Notably, the paper suggests that Webkit is even more hardened:

> Taking this approach a step further, Safari follows a simple one process per tab model, where two web- pages are never consolidated into the same rendering process, even under high memory pressure and even if they share an eTLD+1 in their URLs. Instead, Safari spawns a new rendering process for each tab until the system runs out of memory.

It's only in the context of `window.open()` that this isolation strategy is defeated. Given that both the calling window and the newly opened window share mutual references to each other, isn't the next side channel attack lurking around the corner, even if these windows are rendered by separate processes?


The paper does imply that, but I would disagree that it is more hardened. I would guess that this strict process per tab model is Safari's attempt to get some degree of isolation despite not having true site isolation.

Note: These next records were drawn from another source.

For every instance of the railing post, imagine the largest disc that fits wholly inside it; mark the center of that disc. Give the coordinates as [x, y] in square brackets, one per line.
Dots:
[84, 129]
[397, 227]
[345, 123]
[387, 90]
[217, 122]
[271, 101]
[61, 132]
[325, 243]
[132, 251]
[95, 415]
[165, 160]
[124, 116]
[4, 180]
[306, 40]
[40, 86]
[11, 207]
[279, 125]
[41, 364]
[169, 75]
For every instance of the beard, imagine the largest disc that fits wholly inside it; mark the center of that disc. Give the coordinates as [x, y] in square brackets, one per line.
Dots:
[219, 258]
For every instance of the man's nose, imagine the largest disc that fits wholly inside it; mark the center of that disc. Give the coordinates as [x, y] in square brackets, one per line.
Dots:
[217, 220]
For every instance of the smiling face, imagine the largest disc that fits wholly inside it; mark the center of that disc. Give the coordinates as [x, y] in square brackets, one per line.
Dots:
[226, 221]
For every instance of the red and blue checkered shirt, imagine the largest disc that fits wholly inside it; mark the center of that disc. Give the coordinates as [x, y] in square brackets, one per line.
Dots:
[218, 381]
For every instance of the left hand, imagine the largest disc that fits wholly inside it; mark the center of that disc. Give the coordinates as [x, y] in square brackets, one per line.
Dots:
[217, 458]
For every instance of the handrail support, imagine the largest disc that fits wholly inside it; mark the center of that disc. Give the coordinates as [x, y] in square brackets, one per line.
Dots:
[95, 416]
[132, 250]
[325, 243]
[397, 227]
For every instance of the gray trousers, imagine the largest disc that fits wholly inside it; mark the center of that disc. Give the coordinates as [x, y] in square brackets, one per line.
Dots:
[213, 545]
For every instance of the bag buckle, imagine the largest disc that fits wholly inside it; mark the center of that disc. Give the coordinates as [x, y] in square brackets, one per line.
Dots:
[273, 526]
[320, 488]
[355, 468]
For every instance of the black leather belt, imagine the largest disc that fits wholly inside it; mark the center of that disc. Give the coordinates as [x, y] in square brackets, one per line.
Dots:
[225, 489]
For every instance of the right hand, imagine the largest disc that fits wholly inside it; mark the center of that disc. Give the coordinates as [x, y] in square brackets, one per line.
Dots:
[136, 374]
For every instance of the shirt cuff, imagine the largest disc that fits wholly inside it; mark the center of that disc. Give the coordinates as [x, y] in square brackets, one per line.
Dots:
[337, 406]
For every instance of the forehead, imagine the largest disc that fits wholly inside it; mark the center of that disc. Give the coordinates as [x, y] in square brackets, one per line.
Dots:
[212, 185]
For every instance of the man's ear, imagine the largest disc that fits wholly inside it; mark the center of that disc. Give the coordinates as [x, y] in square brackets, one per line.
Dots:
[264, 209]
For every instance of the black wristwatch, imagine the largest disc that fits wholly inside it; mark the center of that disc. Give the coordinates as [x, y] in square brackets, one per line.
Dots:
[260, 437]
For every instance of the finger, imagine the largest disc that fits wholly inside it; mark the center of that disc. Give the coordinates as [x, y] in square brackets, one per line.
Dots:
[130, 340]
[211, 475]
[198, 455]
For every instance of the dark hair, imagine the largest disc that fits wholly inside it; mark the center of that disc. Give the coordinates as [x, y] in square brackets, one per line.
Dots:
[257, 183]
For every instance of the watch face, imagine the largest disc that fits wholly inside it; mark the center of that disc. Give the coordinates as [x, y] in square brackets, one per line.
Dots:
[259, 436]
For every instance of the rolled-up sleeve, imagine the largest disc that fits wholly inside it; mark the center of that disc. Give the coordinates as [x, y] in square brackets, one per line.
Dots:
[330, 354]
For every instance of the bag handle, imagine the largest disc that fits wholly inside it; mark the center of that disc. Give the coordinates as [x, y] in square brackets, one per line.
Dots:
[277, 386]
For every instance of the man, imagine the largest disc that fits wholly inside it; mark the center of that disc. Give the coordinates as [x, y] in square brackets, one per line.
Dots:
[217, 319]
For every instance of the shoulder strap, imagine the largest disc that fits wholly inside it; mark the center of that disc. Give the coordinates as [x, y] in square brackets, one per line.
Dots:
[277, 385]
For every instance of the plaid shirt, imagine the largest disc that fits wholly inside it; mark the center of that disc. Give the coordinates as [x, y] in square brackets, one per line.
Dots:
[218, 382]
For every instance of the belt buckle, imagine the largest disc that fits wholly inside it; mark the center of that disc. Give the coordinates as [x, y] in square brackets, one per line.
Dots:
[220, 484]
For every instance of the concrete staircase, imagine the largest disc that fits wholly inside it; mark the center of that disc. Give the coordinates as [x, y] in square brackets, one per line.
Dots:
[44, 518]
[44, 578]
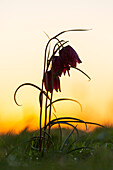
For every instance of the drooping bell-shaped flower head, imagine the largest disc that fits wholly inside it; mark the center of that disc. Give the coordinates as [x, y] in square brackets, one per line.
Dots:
[51, 82]
[67, 58]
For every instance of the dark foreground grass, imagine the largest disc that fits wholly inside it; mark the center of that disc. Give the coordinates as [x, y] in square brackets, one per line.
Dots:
[18, 151]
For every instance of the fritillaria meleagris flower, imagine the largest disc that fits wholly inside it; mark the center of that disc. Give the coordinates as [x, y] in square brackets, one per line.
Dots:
[67, 58]
[60, 64]
[51, 81]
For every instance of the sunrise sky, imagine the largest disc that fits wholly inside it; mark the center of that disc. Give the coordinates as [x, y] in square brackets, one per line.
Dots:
[22, 44]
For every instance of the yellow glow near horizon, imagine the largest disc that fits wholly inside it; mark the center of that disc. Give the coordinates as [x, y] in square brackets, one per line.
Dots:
[22, 44]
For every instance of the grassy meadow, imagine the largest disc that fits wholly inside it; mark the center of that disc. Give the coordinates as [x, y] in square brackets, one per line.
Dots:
[85, 150]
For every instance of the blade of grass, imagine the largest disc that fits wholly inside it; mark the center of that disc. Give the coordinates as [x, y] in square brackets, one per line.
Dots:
[61, 99]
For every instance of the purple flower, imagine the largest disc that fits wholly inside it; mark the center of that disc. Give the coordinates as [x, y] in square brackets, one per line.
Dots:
[67, 58]
[51, 81]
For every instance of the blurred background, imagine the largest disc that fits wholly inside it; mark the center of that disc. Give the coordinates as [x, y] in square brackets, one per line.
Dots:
[22, 45]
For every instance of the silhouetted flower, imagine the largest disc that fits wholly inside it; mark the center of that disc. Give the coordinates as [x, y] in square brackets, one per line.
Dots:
[67, 58]
[51, 81]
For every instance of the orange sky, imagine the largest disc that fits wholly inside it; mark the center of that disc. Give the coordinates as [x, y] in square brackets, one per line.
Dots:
[22, 44]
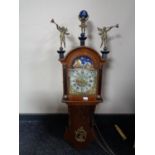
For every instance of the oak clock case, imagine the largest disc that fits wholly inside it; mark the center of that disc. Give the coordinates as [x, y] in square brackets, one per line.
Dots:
[82, 78]
[82, 74]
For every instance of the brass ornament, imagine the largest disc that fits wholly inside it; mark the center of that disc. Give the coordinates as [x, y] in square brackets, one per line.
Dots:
[63, 31]
[103, 33]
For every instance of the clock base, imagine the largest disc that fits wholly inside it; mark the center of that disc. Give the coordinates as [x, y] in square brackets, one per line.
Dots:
[80, 132]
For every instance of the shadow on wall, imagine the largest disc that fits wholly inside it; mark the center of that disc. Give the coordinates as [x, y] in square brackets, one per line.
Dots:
[45, 103]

> Given that both the calling window and the newly opened window share mutual references to each other, isn't the next side channel attack lurking around the corner, even if these windows are rendered by separate processes?

Non-same-origin opener references only allow very restricted operations. It is possible that there are undiscovered issues, but it is a lot less powerful than running in the same process. It isn't like having a raw pointer from one window to another.


Hum, given that the Apple Silicon processors use unified memory and a general cache (and that some of their performance has been attributed to what was then deemed an innovative memory and cache architecture) and that this is in principle a cache exploit, there might be still issues…


The cache on Apple's processors are fairly standard (but implemented well)


Maybe, maybe not. Spectre-type attacks (of which this is one) rely on a shared address space (in other words: the same process). Meltdown can cross address spaces but the authors do not know of any such attacks on modern Apple processors.